Common symptoms include the following:

  • Pain or itching around your anus or inside your rectum
  • Swelling or bumps around your anus
  • Bright red blood in your bowel movement, on the toilet paper, or in the toilet bowl
  • Tissue bulging out of your anus (prolapsed hemorrhoids)
  • Incontinence (poor control over urine or bowel movements)

Seek care immediately if:

  • You have severe pain in your rectum or around your anus.
  • You have severe pain in your abdomen and you are vomiting.
  • You have bleeding from your anus that soaks through your underwear.

Contact your healthcare provider if:

  • You have frequent and painful bowel movements.
  • Your hemorrhoid looks or feels more swollen than usual.
  • You do not have a bowel movement for 2 days or more.
  • You see or feel tissue coming through your anus.
  • You have questions or concerns about your condition or care.

Treatment for hemorrhoids

may include medicines to decrease pain, swelling, and itching.
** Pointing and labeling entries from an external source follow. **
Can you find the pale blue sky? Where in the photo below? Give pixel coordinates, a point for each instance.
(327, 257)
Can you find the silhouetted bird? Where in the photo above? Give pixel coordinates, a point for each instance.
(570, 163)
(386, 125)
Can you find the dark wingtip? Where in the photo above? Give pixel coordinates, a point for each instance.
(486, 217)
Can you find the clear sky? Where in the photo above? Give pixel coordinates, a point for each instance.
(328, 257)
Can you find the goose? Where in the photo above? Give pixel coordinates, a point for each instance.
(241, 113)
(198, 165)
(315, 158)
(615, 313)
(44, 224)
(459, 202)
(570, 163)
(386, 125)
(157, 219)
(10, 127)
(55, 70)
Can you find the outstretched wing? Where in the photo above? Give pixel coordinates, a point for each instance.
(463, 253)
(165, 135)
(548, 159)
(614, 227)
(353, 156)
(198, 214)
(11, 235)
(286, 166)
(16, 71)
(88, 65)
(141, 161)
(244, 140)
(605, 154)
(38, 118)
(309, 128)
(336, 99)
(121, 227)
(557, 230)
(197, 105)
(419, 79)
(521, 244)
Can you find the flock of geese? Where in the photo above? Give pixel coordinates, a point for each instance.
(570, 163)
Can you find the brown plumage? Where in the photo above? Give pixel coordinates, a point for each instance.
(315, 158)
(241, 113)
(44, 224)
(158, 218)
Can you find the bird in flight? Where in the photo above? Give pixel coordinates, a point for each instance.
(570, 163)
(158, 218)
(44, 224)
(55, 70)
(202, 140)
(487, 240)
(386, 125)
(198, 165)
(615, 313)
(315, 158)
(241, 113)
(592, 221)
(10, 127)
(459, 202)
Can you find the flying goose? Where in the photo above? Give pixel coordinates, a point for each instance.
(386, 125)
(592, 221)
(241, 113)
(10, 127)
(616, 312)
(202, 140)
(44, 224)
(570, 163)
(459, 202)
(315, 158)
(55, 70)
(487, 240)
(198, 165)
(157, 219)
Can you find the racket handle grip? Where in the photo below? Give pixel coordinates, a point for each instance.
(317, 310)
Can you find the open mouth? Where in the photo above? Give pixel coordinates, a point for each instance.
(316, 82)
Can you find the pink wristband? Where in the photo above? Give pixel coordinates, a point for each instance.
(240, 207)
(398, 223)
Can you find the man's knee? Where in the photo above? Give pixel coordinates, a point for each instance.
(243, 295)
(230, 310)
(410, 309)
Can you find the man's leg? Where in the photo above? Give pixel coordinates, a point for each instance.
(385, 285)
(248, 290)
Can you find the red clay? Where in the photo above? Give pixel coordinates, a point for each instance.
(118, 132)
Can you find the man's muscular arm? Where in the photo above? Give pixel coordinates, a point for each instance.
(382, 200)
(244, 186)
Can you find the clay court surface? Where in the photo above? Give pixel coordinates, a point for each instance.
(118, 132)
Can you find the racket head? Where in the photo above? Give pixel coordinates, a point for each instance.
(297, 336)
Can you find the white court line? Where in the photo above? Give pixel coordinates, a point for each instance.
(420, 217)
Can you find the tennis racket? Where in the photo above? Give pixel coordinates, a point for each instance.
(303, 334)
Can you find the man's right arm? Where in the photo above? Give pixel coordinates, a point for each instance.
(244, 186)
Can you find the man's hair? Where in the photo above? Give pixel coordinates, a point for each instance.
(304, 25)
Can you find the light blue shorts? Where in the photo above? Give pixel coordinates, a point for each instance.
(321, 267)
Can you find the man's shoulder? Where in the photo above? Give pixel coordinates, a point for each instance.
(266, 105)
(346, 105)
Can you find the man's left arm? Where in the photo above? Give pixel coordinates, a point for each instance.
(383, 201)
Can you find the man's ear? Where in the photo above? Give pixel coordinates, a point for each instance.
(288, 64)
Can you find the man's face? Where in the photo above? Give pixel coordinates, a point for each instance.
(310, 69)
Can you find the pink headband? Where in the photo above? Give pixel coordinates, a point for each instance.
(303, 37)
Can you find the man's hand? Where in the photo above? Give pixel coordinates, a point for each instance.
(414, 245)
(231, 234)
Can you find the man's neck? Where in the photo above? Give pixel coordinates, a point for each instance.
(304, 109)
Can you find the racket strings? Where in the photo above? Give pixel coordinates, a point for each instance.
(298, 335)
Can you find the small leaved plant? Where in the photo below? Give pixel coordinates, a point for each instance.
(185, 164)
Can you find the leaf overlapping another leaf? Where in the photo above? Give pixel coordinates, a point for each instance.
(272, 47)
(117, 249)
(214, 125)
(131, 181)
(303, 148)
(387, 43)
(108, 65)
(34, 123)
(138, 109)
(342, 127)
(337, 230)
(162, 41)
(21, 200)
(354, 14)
The medicine may be a pill, pad, cream, or ointment. Medicine may also be given to soften your bowel movement. Surgery and other procedures may be needed to shrink or remove your hemorrhoids.

Manage your symptoms:

  • Apply ice on your anus for 15 to 20 minutes every hour or as directed. Use an ice pack, or put crushed ice in a plastic bag. Cover it with a towel before you apply it to your anus. Ice helps prevent tissue damage and decreases swelling and pain.
  • Take a sitz bath. Fill a bathtub with 4 to 6 inches of warm water. You may also use a sitz bath pan that fits inside a toilet bowl. Sit in the sitz bath for 15 minutes. Do this 3 times a day, and after each bowel movement. The warm water can help decrease pain and swelling.
  • Keep your anal area clean. Gently wash the area with warm water daily. Soap may irritate the area. After a bowel movement, wipe with moist towelettes or wet toilet paper. Dry toilet paper can irritate the area.

Prevent hemorrhoids:

  • Do not strain to have a bowel movement. Do not sit on the toilet too long. These actions can increase pressure on the tissues in your rectum and anus.
  • Drink plenty of liquids. Liquids can help prevent constipation. Ask how much liquid to drink each day and which liquids are best for you.
  • Eat a variety of high-fiber foods. Examples include fruits, vegetables, and whole grains. Ask your healthcare provider how much fiber you need each day. You may need to take a fiber supplement.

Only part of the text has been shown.